Typically newspaper display ads and are caused by larger business establishments with larger advertising spends. Display ads include retail/branding, public announcements, tender,public notice, education admission notices, UFR, special appointment Supplements etc. For Personal/ Individual Requirements such as selling Property, Automobiles, Change of Name newspaper classified ads are more optimally suited.

Display advertisements have texts, logos, graphics, and other forms of informational items that not only inform the readers about the brand but also create a longer impact than classified advertisement. Display generally appears on the same page where the editorial content is present or many times it is also present as a full page advertisement creating a greater significance and recognition for the brand. Whereas, classified advertisements generally appear in distinct section, based on their ad category in a designated newspaper classified pullout. The classified pages were traditionally text-only, and available in a limited selection of typefaces. Classified ads can either be normal classified texts or classified display ads. Classified display Ads are cheaper than regular display ads – and appear in smaller width sizes in the classified columns.

Classified ads are great at generating inquiries.
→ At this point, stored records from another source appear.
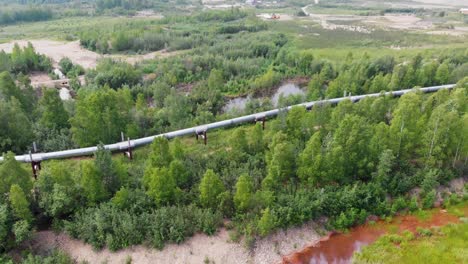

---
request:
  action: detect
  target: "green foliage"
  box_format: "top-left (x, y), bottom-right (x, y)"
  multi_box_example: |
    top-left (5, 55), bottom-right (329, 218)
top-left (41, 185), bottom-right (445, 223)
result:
top-left (86, 59), bottom-right (141, 89)
top-left (0, 98), bottom-right (34, 153)
top-left (234, 174), bottom-right (253, 212)
top-left (94, 144), bottom-right (121, 194)
top-left (59, 57), bottom-right (84, 78)
top-left (9, 184), bottom-right (33, 225)
top-left (66, 203), bottom-right (222, 250)
top-left (169, 160), bottom-right (192, 189)
top-left (22, 250), bottom-right (75, 264)
top-left (13, 220), bottom-right (32, 244)
top-left (3, 42), bottom-right (52, 74)
top-left (145, 168), bottom-right (177, 206)
top-left (39, 88), bottom-right (69, 130)
top-left (0, 6), bottom-right (53, 25)
top-left (0, 152), bottom-right (32, 201)
top-left (353, 224), bottom-right (468, 263)
top-left (199, 169), bottom-right (225, 209)
top-left (35, 163), bottom-right (78, 218)
top-left (71, 88), bottom-right (132, 146)
top-left (148, 137), bottom-right (172, 168)
top-left (258, 208), bottom-right (276, 236)
top-left (421, 190), bottom-right (436, 209)
top-left (80, 161), bottom-right (109, 206)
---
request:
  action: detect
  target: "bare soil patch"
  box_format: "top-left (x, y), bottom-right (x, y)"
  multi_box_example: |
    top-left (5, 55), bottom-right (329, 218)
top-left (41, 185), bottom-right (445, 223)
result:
top-left (25, 223), bottom-right (320, 264)
top-left (0, 39), bottom-right (180, 69)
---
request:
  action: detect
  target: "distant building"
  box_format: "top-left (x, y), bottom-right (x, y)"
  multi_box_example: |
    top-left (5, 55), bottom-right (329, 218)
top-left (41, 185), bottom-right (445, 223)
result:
top-left (54, 68), bottom-right (65, 80)
top-left (245, 0), bottom-right (260, 6)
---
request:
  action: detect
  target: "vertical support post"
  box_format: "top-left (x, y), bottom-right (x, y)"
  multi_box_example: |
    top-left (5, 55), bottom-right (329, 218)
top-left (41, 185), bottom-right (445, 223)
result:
top-left (127, 137), bottom-right (133, 160)
top-left (29, 151), bottom-right (41, 180)
top-left (255, 115), bottom-right (266, 130)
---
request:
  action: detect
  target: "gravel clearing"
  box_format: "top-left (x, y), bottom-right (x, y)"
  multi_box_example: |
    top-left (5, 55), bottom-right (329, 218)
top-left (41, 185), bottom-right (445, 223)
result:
top-left (25, 223), bottom-right (320, 264)
top-left (0, 39), bottom-right (180, 69)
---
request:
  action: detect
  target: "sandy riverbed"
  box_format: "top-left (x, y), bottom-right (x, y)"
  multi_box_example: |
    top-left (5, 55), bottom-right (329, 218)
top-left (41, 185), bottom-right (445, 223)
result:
top-left (24, 223), bottom-right (320, 264)
top-left (0, 39), bottom-right (180, 69)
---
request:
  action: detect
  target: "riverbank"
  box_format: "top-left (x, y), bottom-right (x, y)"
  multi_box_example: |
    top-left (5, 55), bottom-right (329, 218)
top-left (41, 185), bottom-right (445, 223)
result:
top-left (283, 202), bottom-right (468, 264)
top-left (20, 222), bottom-right (322, 264)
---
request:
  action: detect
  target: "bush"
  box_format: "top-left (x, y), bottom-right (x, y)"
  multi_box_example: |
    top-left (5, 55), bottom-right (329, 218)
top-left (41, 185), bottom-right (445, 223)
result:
top-left (422, 190), bottom-right (436, 209)
top-left (65, 203), bottom-right (222, 251)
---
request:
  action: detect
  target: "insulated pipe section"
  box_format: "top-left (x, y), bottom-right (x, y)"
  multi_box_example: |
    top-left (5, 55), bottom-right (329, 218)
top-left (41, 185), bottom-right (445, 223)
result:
top-left (0, 84), bottom-right (456, 163)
Not only are these inquiries potential customers, but they also are a nice start to a mailing list that you can contact regarding future offers! Display ads on the other hand can give the information needed to make a sale straight from the page. Display ads allow you to describe your product or service, explain how to order and ideally make the sale. Display advertising is great for products that are visual and can be shown in use. People like to see what they are buying, so when possible, show them! Classified advertisements are simple helping people to search jobs too. But with time are the display advertisements dominating classified ones?

Sanjeev Gupta, MD, Global Advertisesrs, “I feel classified ads needs to be more attractive than just informational. They are traditionally text-only! All these ads look similar! Whereas, newspaper display ads have enough scope and space to be out-of-the box as well as creative. So I believe unless some drastic and interesting changes are not incorporated to classified display format, the format will become redundant”.

Pratap Bose, COO-Mudra Group, CEO-Mudra Max says “Classifieds are important for what they stand for. Display ads are there for a different purpose. If you are a print newspaper, display advertisements are always more than classifieds and this trend is not only in India but across the world and this will never change”.